# Joining a AKC Club?



## WinitheGSD (Sep 21, 2008)

What are the benefits of joining a local AKC club? Do you have to go to meetings(are there any)? I'm thinking about showing (after we fix a little socializing problem







) and I didn't know if I should register in a local club. I don't really know anything about local AKC clubs. So if ya'll could please explain them, I would be really grateful!! 

also how old is to old for puppy matches? are there matches for older dogs?


----------



## amjrchamberlain (Mar 8, 2005)

Hi again! 

You should definately join a local club.
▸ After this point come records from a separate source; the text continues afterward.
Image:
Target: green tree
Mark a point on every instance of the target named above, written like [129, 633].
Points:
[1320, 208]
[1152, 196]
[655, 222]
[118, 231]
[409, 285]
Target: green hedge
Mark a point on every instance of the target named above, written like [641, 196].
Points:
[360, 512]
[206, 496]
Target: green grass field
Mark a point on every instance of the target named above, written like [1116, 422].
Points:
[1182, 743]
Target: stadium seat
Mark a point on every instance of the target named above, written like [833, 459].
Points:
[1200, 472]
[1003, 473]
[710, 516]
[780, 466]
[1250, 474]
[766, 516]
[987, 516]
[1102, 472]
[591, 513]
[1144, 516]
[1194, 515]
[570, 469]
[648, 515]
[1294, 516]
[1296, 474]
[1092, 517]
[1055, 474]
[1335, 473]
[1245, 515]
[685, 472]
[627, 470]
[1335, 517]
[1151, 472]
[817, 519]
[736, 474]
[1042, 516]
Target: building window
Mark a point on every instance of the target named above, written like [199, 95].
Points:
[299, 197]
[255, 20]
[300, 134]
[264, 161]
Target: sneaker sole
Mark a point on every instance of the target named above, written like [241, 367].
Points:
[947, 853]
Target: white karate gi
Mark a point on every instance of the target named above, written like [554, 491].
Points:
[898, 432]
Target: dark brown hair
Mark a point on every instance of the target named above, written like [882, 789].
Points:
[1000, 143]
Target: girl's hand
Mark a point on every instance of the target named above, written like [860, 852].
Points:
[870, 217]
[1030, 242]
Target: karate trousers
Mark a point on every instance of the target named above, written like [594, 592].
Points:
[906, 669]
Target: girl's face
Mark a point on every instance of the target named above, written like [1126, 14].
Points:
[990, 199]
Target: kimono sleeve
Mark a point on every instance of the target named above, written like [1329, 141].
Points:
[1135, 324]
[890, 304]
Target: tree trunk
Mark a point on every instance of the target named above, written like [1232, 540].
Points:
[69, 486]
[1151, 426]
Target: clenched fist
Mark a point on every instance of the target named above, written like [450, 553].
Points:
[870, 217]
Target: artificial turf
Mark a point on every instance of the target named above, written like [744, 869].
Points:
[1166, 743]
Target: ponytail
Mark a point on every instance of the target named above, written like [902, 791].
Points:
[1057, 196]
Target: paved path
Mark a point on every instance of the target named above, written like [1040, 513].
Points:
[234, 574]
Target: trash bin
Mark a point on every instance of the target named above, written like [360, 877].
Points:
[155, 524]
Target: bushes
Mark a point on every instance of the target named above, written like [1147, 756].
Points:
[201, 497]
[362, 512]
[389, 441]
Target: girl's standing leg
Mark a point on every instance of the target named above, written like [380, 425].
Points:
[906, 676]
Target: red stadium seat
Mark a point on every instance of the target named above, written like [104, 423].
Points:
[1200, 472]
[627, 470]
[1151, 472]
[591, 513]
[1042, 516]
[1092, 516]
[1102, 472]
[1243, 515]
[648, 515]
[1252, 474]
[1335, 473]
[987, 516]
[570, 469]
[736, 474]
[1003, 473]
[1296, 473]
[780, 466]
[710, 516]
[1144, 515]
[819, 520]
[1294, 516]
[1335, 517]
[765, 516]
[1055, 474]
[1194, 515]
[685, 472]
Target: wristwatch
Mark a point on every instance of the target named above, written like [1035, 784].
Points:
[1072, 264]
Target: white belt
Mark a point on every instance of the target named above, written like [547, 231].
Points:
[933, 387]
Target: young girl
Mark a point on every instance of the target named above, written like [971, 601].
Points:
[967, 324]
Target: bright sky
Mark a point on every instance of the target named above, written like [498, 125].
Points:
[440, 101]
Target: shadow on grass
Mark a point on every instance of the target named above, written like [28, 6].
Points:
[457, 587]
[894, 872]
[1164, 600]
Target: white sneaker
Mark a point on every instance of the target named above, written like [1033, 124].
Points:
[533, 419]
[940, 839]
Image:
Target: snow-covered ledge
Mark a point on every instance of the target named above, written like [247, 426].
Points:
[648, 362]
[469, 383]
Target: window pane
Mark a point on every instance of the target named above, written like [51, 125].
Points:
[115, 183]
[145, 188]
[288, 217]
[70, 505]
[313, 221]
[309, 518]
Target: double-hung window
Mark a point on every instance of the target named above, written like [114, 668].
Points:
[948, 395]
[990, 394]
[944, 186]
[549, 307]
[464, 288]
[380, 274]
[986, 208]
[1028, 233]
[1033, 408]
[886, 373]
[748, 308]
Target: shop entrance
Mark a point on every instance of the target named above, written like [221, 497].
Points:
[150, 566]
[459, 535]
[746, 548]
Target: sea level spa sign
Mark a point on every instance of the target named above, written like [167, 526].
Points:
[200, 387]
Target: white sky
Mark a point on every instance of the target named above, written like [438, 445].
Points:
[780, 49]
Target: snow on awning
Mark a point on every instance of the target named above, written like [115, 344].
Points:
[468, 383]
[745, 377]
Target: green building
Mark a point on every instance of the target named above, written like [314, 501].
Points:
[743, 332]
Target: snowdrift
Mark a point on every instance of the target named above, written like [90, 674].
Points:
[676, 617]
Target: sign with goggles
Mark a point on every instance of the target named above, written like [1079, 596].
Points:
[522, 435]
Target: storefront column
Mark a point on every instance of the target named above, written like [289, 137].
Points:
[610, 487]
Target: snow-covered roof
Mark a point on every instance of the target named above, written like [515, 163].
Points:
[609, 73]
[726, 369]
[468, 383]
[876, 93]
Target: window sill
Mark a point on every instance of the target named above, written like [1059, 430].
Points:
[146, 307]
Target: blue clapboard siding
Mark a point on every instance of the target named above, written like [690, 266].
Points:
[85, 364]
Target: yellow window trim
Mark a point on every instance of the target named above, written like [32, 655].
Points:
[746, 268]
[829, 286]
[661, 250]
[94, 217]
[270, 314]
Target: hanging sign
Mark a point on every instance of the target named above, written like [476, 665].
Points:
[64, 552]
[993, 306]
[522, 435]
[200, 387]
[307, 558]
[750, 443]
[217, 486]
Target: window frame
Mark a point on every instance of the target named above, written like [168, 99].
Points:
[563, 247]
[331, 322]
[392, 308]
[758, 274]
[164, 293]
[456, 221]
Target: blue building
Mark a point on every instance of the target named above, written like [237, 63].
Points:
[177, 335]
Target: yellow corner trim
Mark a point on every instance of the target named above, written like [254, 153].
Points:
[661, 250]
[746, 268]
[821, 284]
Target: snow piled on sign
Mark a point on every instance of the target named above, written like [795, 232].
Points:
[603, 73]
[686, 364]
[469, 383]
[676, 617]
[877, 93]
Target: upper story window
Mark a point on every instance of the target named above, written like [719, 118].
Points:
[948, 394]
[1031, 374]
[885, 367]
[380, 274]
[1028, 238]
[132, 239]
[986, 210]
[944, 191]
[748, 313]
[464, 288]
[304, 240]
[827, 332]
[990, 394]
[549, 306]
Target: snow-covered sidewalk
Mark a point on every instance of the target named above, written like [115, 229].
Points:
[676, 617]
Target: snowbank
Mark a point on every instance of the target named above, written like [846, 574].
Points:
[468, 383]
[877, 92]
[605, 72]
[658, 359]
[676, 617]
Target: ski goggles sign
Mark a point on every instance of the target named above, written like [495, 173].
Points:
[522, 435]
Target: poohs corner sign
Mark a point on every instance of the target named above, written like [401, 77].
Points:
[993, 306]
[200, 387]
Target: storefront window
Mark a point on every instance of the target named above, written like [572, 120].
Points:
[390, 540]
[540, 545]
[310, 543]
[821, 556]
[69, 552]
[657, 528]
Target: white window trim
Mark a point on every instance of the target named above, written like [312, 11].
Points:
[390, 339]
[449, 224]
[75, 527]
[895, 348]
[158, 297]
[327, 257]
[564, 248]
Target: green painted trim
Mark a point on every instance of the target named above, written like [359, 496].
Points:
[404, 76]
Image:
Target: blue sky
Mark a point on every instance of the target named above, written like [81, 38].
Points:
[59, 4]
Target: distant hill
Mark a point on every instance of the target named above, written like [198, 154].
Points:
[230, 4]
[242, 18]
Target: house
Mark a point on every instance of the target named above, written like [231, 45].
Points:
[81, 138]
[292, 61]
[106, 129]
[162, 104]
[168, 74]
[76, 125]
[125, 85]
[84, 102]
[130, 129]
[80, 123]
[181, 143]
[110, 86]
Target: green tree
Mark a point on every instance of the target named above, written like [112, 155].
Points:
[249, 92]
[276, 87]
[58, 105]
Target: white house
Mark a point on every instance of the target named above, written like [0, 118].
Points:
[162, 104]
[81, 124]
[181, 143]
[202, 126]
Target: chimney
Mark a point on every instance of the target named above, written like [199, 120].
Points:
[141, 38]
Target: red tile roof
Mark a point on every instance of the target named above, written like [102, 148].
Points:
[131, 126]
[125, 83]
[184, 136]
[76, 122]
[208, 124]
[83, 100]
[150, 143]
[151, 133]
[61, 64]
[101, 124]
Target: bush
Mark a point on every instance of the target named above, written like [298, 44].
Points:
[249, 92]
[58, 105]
I don't have a local GSD club here, the closest for me is 2 hours drive, but I am a member of the parent club (GSDCA) and of several local clubs.









There are meetings to attend, it usually varies, but they may occur every month. Your membership in a local club will put you in a great position to help the club host their events and to gain experience from volunteering for them.







In addition to the experience you can gain, you will also get to meet lots of great dog people and dogs! You can find local mentors to help you learn about showing at the club. 

I'm sure others will be along shortly to post even more benefits, but until then, I say, yes, go for it!









RE: matches - that's a question best left to someone else!


----------



## Xeph (Jun 19, 2005)

Matches are for dogs of any age


----------